Thanks for this great list, Ian. My comments follow. I've added all of your items to my database of bugs and feature requests.
--Marc
I lost a couple of trial ingestions due to set up errors. For example I didn't check the default location of the DNG converter. IIPro didn't complain until it had copied all images from the card and was about to DNG them. Could this be tested for at the beginning of the ingestion instead of (or as well as) when it's about to occur? It's configured correctly now and works, but if there was a change in the future it could be minutes before you know about it. I also lost another ingestion when I inadvertently disconnected an external drive before ingestion started! Again could this 'problem' have been found earlier on?
Good suggestions. I'll see what I can do. (I'm assuming that you lost only the ingestion, not the images themselves.)
I love the ability to ingest into 3 directories with a DNG version. The thing is I would prefer to have 2 copies of my original ORFs and 1 DNG set instead of 1 set of ORFs and 2 DNGs. I can't see how to do this, if it's possible.
Probably won't be in version 2.3, as that train needs to start leaving the station, and I have bunch of work still to do to improve the new thumbnail chooser feature. (See below.) But, don't despair... work on 2.4 starts as soon as 2.3 ships. It's never ending!
I take a lot of studio based fashion and glamour and for me an image only works if the eyes are 100% sharp, so I usually delete those that fail this test. I've found the best way to do this quickly is to scan the images in iView's LightTable. This only works well if you have a full size preview. My ORF files do have a JPG preview but it's too small and of low quality, so prefer to work from the full size image within a DNG. I quickly scan the images to 'reject' any I don't like. The rejection is done by assigning a specific label in iView. I then have an XSL script that scans my 'focus' catalogue for rejects and outputs a DOS BAT file. This contains the commands that will copy rejected ORFs into a reject directory and then delete them from original ingestion locations. I then rename the images sequentially to hide gaps, run through them with Rapid Fixer and add any bulk meta-data that can't be done on initial ingestion. The original DNGs from ingestion would be deleted and new ones produced from what I consider more 'finished' files. The ORFs and new DNGs are then moved from working directories to my archives and then catalogued, with ORFs being backed up to DVD as well. I guess what I'm asking for is the option to decide whether the primary root folder is made up of original files or DNG conversions. The pre- and post-conversion folders are fine as is. Does this make sense?

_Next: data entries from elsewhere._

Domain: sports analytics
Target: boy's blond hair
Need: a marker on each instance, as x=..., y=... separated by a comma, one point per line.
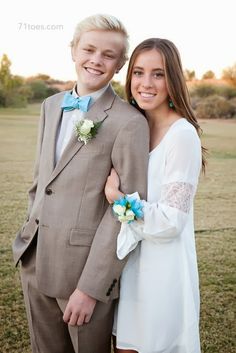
x=105, y=23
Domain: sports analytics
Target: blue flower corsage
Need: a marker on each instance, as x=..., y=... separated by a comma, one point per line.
x=128, y=209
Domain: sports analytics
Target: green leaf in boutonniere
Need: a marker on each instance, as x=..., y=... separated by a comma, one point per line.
x=86, y=129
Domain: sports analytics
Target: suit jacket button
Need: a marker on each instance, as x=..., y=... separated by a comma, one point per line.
x=48, y=191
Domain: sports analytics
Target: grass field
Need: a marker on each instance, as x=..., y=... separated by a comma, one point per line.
x=215, y=218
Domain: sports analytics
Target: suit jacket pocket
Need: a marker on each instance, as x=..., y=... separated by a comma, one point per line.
x=29, y=230
x=81, y=237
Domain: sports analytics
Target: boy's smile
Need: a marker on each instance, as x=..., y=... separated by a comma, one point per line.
x=97, y=57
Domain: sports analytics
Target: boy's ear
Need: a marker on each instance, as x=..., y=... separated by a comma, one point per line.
x=121, y=64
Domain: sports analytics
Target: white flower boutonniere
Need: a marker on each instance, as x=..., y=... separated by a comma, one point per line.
x=86, y=129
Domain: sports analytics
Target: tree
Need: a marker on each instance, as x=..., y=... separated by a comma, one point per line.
x=5, y=73
x=208, y=75
x=189, y=75
x=13, y=91
x=229, y=74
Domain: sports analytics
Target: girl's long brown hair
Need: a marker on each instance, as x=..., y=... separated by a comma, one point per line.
x=175, y=81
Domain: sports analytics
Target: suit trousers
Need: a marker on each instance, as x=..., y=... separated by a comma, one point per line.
x=48, y=332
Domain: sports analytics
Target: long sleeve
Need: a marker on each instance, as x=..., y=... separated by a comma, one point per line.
x=165, y=220
x=130, y=159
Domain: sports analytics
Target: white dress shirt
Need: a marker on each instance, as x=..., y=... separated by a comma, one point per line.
x=68, y=121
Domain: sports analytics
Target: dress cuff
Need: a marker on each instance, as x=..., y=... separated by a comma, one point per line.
x=127, y=239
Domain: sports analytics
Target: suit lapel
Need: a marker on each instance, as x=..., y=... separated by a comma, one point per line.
x=56, y=112
x=98, y=112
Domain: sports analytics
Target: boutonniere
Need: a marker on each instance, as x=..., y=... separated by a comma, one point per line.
x=86, y=129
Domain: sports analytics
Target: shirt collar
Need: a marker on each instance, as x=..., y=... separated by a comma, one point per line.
x=94, y=95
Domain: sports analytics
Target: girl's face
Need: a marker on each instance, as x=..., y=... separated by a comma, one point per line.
x=148, y=83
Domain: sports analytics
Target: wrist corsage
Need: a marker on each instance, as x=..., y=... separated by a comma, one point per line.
x=128, y=209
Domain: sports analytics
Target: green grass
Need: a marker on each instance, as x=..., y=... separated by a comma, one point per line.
x=215, y=221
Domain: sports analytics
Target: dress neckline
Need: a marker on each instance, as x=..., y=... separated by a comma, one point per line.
x=163, y=138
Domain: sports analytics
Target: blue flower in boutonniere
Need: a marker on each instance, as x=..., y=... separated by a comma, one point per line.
x=86, y=129
x=128, y=209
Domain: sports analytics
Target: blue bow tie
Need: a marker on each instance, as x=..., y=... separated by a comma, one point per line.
x=70, y=103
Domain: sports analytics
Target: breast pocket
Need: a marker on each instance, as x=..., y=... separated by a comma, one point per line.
x=81, y=237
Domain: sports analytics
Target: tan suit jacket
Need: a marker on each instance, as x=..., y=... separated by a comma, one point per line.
x=76, y=241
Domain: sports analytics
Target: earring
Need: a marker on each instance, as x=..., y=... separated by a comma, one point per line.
x=171, y=104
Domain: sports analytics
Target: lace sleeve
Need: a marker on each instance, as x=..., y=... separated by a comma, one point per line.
x=178, y=195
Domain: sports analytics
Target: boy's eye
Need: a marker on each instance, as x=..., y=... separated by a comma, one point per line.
x=159, y=74
x=137, y=73
x=109, y=56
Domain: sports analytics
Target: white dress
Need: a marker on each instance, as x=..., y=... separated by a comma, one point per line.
x=158, y=310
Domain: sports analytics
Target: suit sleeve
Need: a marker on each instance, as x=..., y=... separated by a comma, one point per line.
x=33, y=188
x=130, y=159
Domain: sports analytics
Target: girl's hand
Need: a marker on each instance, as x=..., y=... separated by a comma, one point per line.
x=111, y=190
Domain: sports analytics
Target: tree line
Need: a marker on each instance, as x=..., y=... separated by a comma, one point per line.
x=211, y=98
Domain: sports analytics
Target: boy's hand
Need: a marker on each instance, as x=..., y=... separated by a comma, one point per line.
x=79, y=308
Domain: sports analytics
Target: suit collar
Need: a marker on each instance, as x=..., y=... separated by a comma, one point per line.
x=98, y=112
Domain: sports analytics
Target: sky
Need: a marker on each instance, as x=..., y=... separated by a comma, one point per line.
x=35, y=34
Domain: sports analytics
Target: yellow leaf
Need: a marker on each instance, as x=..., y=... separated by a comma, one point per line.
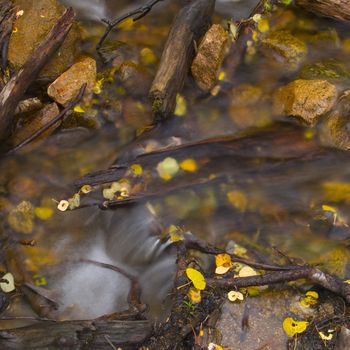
x=293, y=327
x=181, y=106
x=221, y=270
x=167, y=168
x=86, y=189
x=326, y=337
x=194, y=295
x=63, y=205
x=43, y=213
x=189, y=165
x=263, y=25
x=196, y=277
x=223, y=260
x=247, y=271
x=136, y=169
x=234, y=295
x=326, y=207
x=78, y=109
x=9, y=285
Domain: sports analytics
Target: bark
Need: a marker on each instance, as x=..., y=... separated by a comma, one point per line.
x=337, y=9
x=74, y=335
x=189, y=26
x=14, y=90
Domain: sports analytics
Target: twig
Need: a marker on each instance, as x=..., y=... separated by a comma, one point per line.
x=52, y=122
x=138, y=13
x=14, y=90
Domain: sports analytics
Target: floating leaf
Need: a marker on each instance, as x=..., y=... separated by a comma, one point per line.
x=326, y=337
x=63, y=205
x=213, y=346
x=181, y=107
x=311, y=298
x=168, y=168
x=189, y=165
x=136, y=169
x=196, y=277
x=8, y=286
x=43, y=213
x=221, y=270
x=293, y=327
x=194, y=295
x=263, y=25
x=86, y=189
x=247, y=271
x=234, y=295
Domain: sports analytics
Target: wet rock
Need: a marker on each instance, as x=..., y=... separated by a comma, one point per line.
x=330, y=69
x=305, y=99
x=209, y=57
x=31, y=124
x=66, y=87
x=244, y=110
x=285, y=48
x=335, y=129
x=135, y=80
x=136, y=113
x=21, y=218
x=30, y=29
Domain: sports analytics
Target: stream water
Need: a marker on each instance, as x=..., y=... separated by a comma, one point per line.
x=285, y=210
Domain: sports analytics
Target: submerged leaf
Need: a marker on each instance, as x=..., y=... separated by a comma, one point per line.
x=293, y=327
x=196, y=277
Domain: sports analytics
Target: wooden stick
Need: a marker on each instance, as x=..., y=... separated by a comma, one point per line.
x=337, y=9
x=189, y=26
x=14, y=90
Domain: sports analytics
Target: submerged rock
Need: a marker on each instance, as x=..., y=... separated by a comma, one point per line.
x=21, y=218
x=31, y=28
x=36, y=122
x=284, y=47
x=209, y=57
x=66, y=87
x=305, y=99
x=335, y=129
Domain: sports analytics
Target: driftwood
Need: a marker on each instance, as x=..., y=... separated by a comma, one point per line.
x=14, y=90
x=337, y=9
x=6, y=20
x=188, y=27
x=73, y=335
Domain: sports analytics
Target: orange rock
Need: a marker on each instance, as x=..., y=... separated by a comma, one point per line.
x=209, y=57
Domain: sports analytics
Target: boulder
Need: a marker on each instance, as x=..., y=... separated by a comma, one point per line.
x=209, y=57
x=307, y=100
x=30, y=29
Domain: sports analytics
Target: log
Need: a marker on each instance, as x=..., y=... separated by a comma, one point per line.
x=336, y=9
x=72, y=335
x=188, y=27
x=14, y=90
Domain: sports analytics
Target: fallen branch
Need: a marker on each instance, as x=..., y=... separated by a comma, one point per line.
x=138, y=13
x=336, y=9
x=14, y=90
x=188, y=27
x=52, y=122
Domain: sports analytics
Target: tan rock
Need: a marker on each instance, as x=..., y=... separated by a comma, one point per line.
x=30, y=29
x=209, y=57
x=66, y=87
x=305, y=99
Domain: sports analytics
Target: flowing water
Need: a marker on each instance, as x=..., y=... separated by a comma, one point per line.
x=281, y=207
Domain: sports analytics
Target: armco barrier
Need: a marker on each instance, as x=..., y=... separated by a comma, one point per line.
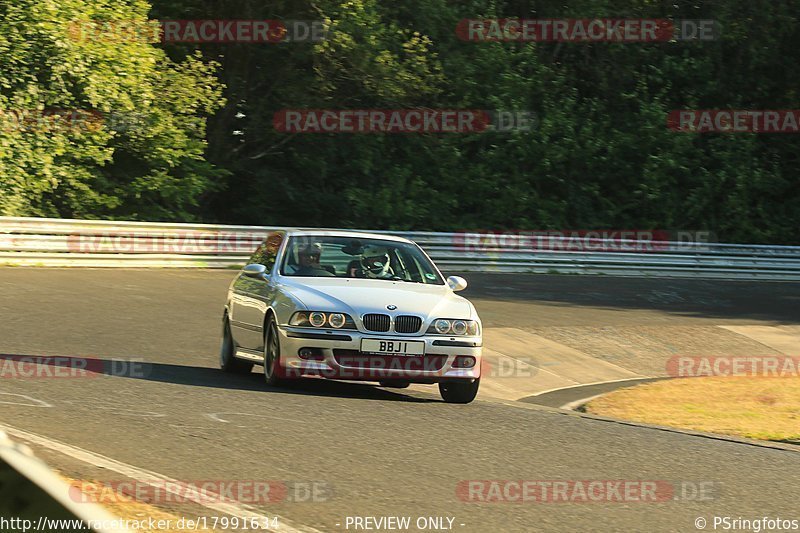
x=34, y=498
x=96, y=243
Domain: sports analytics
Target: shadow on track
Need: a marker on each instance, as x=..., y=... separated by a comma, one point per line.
x=195, y=376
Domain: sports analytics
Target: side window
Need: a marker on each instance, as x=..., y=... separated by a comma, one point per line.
x=268, y=251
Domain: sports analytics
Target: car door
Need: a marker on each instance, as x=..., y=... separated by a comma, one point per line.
x=252, y=296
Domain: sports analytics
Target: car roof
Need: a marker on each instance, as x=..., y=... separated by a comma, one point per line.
x=345, y=233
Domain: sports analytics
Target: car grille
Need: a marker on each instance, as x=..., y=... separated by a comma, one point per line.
x=356, y=359
x=407, y=324
x=376, y=322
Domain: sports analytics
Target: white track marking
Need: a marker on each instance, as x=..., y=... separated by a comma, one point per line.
x=217, y=417
x=151, y=478
x=39, y=403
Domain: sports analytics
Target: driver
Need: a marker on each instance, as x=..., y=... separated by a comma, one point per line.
x=308, y=257
x=375, y=263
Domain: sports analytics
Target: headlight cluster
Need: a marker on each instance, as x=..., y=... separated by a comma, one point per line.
x=452, y=326
x=319, y=319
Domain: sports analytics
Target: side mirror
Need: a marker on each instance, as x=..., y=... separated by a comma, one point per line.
x=255, y=270
x=457, y=283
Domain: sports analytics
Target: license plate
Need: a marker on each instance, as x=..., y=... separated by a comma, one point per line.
x=393, y=347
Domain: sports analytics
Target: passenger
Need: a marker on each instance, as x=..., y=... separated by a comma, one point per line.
x=309, y=262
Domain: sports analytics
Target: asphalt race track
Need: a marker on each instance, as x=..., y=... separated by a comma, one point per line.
x=378, y=452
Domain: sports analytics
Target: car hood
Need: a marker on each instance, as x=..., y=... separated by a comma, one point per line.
x=359, y=296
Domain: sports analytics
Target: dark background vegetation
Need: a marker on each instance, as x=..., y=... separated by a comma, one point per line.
x=600, y=156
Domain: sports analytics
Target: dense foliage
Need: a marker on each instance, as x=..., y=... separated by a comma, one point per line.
x=600, y=155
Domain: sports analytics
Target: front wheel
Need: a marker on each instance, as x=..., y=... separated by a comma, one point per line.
x=227, y=358
x=272, y=355
x=459, y=391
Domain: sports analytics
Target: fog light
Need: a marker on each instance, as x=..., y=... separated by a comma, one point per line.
x=442, y=326
x=464, y=361
x=317, y=319
x=336, y=320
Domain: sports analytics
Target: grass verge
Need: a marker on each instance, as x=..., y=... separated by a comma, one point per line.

I think I understand. You want the DNG conversion, but you don't necessarily want the DNG to be the "primary" image. New idea to me. It's on the list... won't make it into 2.3.
I'm running on Windows XP and have noticed a few cosmetic navigation issues. If I select Preferences from the main window I get a new pop-up window. If I now hit the escape key this window correctly disappears. However if I have selected a different tab and then hit the escape key the window doesn't disappear, but the contents do! The only way to get the contents back is to go to a different tab and back. Changing the preference set doesn't help. Also when you first get to the preferences window 'tabbing' only moves you between the preference set drop down and close button and back - you can't get to the actual preference details. When I'm using my laptop I much prefer using the keyboard over the lousy touchpad it has!
Ouch! Thanks for the precise description. Will be fixed.
I've also tried the latest beta for Windows. Unfortunately IIPro doesn't show thumbnails from my ORF files Cry. If IIPro can't display the thumbnail it should show a bit more information to help selection, even if just date and time. I had two shoots on the card so selecting just one was difficult - the check boxes are too small. Ideally there should be a filter where you can select all images by date (Downloader Pro has this) or, better yet, by date and time range. This would help if you have different jobs on the same card from the same day, or if you have one job that requires different ingestion settings because you've moved outside for example and need to use different camera raw defaults.
More powerful filtering will be done; that was my intent from the start. I'll see what I can do about ORFs.
A cosmetic navigation issue with the thumbnails is that scrolling via the mouse wheel doesn't work, so you have to use the scroll bar instead.
Yeah. I spent most of a day on this and decided to send out the beta without it. I hope to find the trick. It's on my bug list already.